CIBC Guilty of Age Discrimination Against 42 Year Old

A British employment law tribunal has ruled that the CIBC dismissed a 42 year old executive in its London office in order to replace him with a ‘younger’ less experienced (read “cheaper”) employee.  That was found to be age discrimination.
An issue we discuss in my employment law course is how employees can prove discrimination claims, since the employer will almost always give some other business reason why the action has been taken.  This is indeed a problem with a complaint-based model.  Employees or applicants don’t usually know the precise reason for an employer decision, since they are not in the room when decisions are made.  But employees/applicants have suspicions.  The human rights tribunal have to sort out what is the real reason and is it related to discrimination.

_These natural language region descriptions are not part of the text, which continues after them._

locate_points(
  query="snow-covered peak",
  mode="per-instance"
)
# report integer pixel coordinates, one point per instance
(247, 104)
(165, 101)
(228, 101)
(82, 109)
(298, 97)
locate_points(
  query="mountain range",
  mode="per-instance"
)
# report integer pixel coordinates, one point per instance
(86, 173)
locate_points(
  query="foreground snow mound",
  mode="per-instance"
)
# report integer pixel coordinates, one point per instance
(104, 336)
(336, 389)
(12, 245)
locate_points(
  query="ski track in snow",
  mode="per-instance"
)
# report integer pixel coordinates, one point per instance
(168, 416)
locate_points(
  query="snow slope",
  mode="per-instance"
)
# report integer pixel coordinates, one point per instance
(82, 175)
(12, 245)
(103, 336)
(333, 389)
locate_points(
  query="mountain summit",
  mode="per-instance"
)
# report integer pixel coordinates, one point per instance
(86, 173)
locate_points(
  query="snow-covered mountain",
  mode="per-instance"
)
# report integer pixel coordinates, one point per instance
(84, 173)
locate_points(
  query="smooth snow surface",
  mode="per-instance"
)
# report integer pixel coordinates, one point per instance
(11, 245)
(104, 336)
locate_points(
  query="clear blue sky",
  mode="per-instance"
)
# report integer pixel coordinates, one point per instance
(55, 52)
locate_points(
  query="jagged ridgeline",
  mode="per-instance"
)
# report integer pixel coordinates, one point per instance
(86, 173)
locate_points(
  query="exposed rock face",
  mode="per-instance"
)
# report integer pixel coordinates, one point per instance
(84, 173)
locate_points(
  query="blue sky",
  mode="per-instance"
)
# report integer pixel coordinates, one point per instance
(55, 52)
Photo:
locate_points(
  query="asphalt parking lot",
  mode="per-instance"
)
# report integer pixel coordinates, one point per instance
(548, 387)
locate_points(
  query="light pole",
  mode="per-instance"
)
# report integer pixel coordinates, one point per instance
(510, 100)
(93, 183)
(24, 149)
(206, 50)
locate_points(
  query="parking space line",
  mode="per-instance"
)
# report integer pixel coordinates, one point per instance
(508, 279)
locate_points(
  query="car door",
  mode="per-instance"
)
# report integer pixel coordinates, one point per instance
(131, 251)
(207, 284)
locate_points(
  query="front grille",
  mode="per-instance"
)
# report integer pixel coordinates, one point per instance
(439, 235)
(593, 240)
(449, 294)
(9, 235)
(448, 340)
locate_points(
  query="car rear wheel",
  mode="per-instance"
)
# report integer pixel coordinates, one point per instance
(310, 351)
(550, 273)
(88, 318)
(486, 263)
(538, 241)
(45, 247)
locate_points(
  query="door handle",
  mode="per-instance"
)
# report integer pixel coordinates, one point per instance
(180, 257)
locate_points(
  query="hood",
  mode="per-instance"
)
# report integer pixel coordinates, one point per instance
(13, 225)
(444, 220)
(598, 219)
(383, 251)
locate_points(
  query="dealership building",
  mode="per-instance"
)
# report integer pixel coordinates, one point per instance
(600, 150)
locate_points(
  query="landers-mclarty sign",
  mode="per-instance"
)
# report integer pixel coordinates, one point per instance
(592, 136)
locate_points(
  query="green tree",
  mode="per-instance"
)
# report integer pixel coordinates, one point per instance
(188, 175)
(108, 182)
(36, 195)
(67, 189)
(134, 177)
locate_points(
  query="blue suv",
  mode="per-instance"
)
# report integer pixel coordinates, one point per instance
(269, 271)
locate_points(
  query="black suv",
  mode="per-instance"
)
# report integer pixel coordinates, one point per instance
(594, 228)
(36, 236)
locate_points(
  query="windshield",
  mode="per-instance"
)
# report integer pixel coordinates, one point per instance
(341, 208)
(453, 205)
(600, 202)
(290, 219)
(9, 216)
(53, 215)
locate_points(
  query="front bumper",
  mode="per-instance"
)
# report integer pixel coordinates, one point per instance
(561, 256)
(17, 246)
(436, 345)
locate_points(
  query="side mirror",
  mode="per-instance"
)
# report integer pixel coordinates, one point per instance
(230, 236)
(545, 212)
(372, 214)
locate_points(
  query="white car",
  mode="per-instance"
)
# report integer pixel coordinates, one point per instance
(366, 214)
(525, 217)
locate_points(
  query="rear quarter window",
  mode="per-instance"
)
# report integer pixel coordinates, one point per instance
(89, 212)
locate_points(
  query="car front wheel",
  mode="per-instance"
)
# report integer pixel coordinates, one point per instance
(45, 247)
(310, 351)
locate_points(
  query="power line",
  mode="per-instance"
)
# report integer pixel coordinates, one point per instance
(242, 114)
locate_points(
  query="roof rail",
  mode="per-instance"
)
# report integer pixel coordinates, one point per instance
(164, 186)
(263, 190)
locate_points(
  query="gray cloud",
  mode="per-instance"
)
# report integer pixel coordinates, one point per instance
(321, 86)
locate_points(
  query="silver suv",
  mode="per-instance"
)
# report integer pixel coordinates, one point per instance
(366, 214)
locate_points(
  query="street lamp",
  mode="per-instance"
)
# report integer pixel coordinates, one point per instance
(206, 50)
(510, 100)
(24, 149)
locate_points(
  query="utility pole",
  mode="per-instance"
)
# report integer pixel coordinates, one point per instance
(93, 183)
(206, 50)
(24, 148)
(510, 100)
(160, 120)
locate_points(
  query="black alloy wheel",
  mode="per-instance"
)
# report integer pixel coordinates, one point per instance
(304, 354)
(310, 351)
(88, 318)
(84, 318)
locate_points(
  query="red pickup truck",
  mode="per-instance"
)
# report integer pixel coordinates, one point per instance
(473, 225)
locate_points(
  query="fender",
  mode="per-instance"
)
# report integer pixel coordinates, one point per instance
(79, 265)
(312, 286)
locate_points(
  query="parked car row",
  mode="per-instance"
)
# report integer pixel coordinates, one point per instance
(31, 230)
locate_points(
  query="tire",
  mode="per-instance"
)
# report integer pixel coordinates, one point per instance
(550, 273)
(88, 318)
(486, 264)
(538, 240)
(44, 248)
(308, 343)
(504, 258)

Sometimes there is a smoking gun.  That was the case here.  The sharp pencils at CIBC retained a head-hunter to replace the dismissed employee and sent a job description to a head-hunting firm that included the line: “seeking younger, entrepreneurial profile (not a headline profile rainmaker).”  That was enough evidence for the Tribunal to conclude that the dismissal of the 42 year old was related to a preference for a younger (i.e. cheaper) employee.  A decision will come later on the remedy.
By the way, would it be illegal for a head-hunter firm in Canada to comply with a request by a client to send only ‘young’ workers (or only women, or only white people, etc)?  Check out Section 23(4) of the Ontario Human Rights Code.  Does this answer that question?